Teachers frequently use matching questions to determine whether students understand definitions, know important dates, and can match historical figures with events. These types of questions are objective.
Read the Directions Carefully
Matching question instructions indicate whether questions contain multiple correct answers and whether responses can be used multiple times. Also pay attention to how professors prefer questions to be answered, which could include matching responses and answers with lines or writing responses next to questions.
Read the Column with the Longest Phrases First
Begin with the section containing the longest phrases to save time. After you’ve completed the long section, read the shorter sections.

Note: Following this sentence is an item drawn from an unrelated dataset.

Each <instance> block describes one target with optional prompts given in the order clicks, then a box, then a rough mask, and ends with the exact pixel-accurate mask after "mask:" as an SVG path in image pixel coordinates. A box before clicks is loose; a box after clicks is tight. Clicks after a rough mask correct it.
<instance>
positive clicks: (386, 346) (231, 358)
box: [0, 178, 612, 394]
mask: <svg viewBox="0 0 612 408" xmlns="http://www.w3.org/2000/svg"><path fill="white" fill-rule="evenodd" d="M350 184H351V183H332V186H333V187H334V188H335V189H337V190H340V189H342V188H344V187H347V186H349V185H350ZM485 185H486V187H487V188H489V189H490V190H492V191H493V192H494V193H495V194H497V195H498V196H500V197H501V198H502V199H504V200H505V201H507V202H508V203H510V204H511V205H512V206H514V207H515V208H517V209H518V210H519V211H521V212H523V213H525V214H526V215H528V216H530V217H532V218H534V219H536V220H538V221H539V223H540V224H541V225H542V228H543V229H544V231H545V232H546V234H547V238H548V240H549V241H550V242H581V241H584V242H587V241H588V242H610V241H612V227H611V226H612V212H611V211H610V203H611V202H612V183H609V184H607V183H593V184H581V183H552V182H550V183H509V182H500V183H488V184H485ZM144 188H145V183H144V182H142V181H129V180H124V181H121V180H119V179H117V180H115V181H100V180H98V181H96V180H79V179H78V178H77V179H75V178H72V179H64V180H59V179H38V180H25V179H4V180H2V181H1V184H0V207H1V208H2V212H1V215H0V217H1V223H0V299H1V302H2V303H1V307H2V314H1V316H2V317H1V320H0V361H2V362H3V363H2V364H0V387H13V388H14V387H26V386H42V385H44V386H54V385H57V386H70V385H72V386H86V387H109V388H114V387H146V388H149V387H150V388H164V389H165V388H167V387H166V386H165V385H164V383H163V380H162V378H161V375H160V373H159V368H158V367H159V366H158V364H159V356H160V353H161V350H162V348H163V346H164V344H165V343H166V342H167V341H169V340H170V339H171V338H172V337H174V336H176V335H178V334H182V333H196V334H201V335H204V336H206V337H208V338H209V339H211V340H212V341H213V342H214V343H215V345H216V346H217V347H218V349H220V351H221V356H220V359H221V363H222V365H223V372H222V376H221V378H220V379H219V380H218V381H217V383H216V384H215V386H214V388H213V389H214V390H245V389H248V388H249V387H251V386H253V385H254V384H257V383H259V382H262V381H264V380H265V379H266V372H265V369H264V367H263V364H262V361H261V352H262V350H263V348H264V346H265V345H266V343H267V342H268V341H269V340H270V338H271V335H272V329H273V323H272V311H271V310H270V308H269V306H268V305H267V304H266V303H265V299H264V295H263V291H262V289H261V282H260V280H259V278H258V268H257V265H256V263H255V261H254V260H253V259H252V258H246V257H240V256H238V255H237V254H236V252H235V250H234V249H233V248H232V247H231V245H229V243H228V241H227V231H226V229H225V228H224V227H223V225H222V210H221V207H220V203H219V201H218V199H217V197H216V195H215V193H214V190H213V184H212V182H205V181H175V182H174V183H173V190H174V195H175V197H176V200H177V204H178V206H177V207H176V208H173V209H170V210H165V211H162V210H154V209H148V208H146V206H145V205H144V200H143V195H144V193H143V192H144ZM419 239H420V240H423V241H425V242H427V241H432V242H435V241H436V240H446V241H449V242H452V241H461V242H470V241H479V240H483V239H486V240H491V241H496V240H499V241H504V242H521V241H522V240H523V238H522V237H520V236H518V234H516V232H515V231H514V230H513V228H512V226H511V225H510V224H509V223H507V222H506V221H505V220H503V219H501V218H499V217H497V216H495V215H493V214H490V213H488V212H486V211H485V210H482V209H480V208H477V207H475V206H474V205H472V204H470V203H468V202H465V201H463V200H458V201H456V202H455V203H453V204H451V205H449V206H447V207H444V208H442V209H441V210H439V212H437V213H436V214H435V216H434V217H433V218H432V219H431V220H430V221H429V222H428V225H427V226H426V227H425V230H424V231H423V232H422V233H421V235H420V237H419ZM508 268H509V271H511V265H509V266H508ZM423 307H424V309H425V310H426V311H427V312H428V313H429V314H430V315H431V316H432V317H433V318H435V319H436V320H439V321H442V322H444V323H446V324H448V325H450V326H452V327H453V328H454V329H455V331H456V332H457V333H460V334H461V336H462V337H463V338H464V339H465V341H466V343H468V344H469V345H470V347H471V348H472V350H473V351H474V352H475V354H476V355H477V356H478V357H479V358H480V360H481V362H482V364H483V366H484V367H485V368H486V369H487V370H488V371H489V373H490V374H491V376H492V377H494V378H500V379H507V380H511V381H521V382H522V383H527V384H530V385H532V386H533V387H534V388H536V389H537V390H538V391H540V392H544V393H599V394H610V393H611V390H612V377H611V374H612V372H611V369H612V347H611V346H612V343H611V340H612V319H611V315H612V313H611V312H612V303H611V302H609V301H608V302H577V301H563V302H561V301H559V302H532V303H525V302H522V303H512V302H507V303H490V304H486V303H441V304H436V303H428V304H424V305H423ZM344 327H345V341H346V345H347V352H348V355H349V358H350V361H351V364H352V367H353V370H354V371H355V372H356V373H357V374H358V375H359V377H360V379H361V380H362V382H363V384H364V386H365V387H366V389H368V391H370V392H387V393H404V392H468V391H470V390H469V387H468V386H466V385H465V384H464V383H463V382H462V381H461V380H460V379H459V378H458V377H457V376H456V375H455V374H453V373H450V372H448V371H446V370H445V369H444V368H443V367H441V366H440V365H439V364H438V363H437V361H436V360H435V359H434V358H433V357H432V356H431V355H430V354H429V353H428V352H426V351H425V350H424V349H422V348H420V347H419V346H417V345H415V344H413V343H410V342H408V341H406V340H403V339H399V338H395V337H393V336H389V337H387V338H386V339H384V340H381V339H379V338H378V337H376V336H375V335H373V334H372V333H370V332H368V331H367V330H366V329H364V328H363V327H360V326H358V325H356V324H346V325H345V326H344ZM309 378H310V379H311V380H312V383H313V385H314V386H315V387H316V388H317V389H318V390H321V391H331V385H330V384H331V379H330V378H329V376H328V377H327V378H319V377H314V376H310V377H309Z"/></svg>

Alway Start with the Easiest Questions
Answer the questions you know first. Cross off responses after being used if they cannot be used multiple times.
Now Answer the Harder Questions
Once you’ve answered the easy questions, move onto the difficult ones. You’ll have fewer responses to choose from, simplifying the process. If you get stumped on a question, relate it to questions you’re 100 percent sure of. Additionally, identify verb tense or other grammatical clues. If answers can be used multiple times, examine the responses that have already been used since more difficult responses often only have one correct answer.
Write a brief justification in test margins next to selected answers you’re not 100 percent sure of. Be sure that the professor or teacher’s aide will not be confused about which questions correspond to written explanations.